Per the report, insurers maintained solid balance sheets through strong operations, capital reserves, and disciplined asset-liability management. However, some firms felt pressure from market volatility, declining interest rates, and widening bond spreads.
IAIS said aggregate systemic risk scores for global insurance groups remained steady compared to 2023. Increases in indicators like intrafinancial assets were offset by declines in areas such as minimum guarantees on variable products.
The report noted that global economic growth is expected to slow in 2025 due to trade tensions, market volatility, and rising debt. According to IAIS, these conditions could weigh on asset values and complicate liability management, though diversification has helped support returns.
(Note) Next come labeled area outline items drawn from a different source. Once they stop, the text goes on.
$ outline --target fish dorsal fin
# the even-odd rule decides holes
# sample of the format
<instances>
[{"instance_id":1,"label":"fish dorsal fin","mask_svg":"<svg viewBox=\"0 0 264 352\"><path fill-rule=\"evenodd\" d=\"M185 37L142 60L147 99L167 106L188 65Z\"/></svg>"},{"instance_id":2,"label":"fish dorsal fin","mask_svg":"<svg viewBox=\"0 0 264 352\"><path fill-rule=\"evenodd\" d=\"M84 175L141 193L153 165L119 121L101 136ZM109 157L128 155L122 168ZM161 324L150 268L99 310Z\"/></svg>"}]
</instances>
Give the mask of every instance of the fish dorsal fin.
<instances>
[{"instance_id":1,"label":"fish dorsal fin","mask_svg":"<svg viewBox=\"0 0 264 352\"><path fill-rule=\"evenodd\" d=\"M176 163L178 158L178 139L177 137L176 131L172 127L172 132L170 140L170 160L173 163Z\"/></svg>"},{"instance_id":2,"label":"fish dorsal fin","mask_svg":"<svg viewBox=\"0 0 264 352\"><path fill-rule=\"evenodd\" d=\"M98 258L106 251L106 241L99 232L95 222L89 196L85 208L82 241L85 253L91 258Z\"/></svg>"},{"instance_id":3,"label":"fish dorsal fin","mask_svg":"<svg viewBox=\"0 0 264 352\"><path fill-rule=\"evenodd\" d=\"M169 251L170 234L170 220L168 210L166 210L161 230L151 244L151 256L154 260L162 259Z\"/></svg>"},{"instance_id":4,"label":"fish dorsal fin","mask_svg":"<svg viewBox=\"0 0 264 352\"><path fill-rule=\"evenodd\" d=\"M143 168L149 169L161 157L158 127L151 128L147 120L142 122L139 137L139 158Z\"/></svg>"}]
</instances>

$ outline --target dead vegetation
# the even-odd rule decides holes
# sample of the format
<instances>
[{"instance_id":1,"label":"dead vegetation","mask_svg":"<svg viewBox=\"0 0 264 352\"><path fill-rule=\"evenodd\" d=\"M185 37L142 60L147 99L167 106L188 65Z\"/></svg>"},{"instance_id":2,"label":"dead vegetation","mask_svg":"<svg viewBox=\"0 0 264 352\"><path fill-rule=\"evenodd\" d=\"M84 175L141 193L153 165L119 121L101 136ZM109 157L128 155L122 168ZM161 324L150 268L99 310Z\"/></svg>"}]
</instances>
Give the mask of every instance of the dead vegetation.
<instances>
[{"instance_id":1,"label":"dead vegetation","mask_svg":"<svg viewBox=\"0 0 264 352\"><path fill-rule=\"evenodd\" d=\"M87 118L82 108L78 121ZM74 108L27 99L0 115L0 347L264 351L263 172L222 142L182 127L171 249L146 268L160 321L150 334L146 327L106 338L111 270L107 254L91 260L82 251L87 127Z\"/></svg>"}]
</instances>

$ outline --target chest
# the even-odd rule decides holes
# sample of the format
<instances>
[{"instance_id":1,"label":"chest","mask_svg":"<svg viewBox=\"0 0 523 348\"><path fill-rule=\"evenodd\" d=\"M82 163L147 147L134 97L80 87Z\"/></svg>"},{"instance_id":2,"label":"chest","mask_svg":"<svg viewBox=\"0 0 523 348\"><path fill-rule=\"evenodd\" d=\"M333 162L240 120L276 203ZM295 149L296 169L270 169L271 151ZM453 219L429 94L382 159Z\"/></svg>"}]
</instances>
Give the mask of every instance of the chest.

IAIS identified geoeconomic fragmentation as a key risk, with rising geopolitical tensions creating challenges for insurers' asset and liability management. The report said insurers are responding with measures such as asset reallocation, scenario testing, and crisis planning.
According to IAIS, insurers' growing investments in private credit offer diversification and cash flow benefits but also introduce risks such as credit, liquidity, and valuation concerns that require careful oversight.
IAIS also highlighted insurers' increasing use of artificial intelligence (AI). Per the report, AI can improve efficiency and risk selection but raises governance, cyber, and operational risks that need strong management.
Finally, the report noted that cyber and climate-related risks remain top priorities for supervisors. IAIS said these areas will receive further attention in the year-end report, due in December 2025.